Falkas n'avait pas dormi du tout, cherchant à rassembler tous les indices qu'il avait à sa disposition. Il n'était pas fatigué cependant, juste épuisé mentalement. Heureusement, Eriel était à ses côtés.

Peu de temps après l'avoir fait demander, une semaine plus tôt, le jeune homme était arrivé en courant, ses longs cheveux bruns trempés par la pluie qui s'abattait par rafales dehors. Falkas se plongea dans ses souvenirs de cette soirée, en attendant qu'un groupe d'ouvriers enlève la grille qui scellait la porte d'entrée des Archives :

- Vous m'avez fait demander Mémoire ?

Le jeune homme grelottait, et il s'était pourtant tenu droit dans l'entrée de la pièce, ne laissant pas le froid l'atteindre.

- Viens t'asseoir ici et réchauffe-toi, l'avait accueilli Falkas avec un geste bienveillant en direction d'un siège situé à côté de la cheminée.

Un feu crépitait dans l'âtre, repoussant le froid qui s'était emparé de la ville. Eriel s'était donc avancé, s'installant à la droite du vieil homme tout en serrant ses bras contre son corps en frissonnant. Falkas avait attendu de longues minutes, avant de briser le silence quand il avait vu l'étudiant se détendre.

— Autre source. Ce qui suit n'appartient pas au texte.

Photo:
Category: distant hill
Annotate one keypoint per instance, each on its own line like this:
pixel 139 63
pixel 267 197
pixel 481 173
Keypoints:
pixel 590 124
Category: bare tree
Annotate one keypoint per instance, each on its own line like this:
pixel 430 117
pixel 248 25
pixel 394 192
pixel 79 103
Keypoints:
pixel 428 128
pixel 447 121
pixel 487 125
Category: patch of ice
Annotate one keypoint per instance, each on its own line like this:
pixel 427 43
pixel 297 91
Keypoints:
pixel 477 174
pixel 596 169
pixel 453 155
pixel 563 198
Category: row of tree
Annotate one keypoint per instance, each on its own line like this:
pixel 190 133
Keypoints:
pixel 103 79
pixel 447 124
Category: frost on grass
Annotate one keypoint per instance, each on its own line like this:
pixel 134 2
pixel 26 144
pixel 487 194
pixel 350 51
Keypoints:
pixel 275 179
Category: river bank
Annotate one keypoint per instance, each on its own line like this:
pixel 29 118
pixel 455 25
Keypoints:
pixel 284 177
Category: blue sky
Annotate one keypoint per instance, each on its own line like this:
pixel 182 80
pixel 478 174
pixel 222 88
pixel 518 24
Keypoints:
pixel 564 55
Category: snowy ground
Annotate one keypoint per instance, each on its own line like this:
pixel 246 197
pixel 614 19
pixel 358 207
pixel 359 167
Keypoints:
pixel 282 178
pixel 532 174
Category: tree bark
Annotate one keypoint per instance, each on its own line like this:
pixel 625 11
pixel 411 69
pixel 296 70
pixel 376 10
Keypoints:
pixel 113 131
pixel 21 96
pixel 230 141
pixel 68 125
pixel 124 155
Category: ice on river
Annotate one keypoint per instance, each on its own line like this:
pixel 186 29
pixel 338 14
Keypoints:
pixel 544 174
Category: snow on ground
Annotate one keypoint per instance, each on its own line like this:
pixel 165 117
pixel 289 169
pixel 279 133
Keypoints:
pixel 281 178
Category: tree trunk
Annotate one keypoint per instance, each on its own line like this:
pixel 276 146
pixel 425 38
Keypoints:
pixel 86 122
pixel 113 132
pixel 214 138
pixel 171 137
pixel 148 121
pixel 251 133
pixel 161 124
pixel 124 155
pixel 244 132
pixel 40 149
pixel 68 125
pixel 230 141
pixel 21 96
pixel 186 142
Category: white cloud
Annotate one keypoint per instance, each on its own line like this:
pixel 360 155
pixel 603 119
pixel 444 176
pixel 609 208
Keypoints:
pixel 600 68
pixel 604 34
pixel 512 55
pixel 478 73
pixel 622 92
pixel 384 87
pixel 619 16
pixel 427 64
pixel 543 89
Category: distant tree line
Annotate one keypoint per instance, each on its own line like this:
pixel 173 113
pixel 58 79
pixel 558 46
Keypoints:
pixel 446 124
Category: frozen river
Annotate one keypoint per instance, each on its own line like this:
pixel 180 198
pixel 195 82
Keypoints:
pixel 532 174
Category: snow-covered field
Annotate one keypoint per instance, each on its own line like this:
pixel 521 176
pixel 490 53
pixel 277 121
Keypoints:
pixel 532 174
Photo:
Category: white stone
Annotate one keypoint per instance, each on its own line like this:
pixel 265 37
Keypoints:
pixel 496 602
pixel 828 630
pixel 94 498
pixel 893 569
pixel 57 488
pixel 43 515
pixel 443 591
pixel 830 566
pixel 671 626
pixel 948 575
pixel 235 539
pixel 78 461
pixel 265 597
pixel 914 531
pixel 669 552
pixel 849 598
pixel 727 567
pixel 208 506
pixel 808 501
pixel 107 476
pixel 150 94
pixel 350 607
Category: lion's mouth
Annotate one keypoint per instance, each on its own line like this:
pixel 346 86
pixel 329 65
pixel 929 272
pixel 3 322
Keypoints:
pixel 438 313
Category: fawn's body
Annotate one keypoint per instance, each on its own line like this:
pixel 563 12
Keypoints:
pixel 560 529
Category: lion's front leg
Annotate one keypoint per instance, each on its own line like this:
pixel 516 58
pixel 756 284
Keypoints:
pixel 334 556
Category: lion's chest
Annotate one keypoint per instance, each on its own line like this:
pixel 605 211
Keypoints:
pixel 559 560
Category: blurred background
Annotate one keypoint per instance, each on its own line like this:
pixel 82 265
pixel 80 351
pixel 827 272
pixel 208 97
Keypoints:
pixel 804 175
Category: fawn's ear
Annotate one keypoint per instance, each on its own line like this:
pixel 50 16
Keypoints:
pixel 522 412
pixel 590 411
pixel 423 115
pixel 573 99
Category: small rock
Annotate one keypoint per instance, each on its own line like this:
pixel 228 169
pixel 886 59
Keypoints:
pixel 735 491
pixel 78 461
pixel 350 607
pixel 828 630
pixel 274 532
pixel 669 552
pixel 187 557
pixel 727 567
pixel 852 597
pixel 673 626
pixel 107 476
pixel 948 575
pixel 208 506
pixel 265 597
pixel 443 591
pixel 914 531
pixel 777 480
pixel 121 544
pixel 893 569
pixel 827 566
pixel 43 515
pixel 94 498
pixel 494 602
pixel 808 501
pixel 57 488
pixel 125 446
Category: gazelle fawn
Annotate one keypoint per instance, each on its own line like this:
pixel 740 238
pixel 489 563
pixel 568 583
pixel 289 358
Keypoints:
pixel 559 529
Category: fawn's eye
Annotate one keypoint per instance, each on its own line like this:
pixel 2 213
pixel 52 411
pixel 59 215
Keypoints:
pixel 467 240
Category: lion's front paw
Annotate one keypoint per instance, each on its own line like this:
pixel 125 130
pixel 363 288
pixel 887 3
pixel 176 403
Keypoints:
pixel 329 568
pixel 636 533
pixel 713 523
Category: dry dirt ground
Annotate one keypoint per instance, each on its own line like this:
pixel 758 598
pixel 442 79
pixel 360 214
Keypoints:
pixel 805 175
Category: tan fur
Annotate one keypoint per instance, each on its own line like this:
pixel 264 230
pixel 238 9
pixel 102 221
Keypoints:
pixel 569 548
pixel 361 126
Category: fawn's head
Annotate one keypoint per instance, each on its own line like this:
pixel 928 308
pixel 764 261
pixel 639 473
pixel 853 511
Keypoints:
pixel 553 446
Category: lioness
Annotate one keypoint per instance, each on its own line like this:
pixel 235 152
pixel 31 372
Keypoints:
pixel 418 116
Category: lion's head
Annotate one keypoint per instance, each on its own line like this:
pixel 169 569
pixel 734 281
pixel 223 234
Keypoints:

- Sais-tu pourquoi je t'ai fait venir ?

Eriel avait secoué la tête, le regard perdu dans les flammes.

- J'ai besoin de ton aide, Eriel.

Cette fois-ci, il avait tourné vivement la tête vers Falkas, surpris.

- Mon ... Mon aide ? Mais je ne suis qu'un étudiant du Collège de Mémoire !

- Tu as l'esprit vif, et c'est ce dont j'ai besoin aujourd'hui. Si j'avais besoin de connaissances ou d'expérience, je pourrais me fier à moi-même, mais ce n'est pas le cas. Nous faisons face à des évènements nouveaux, qui pourraient bien bouleverser l'avenir de l'Empire et d'Orepale tout entier. Il me faut un autre point de vue de la situation, de préférence de quelqu'un qui sait réfléchir convenablement. Penses-tu en être capable, où est-ce que je perds mon temps avec toi ?

Eriel s'était alors redressé sur son fauteuil.

- Non, Mémoire ! Enfin oui, j'en suis capable, et non vous ne perdez pas votre temps, je vous l'assure.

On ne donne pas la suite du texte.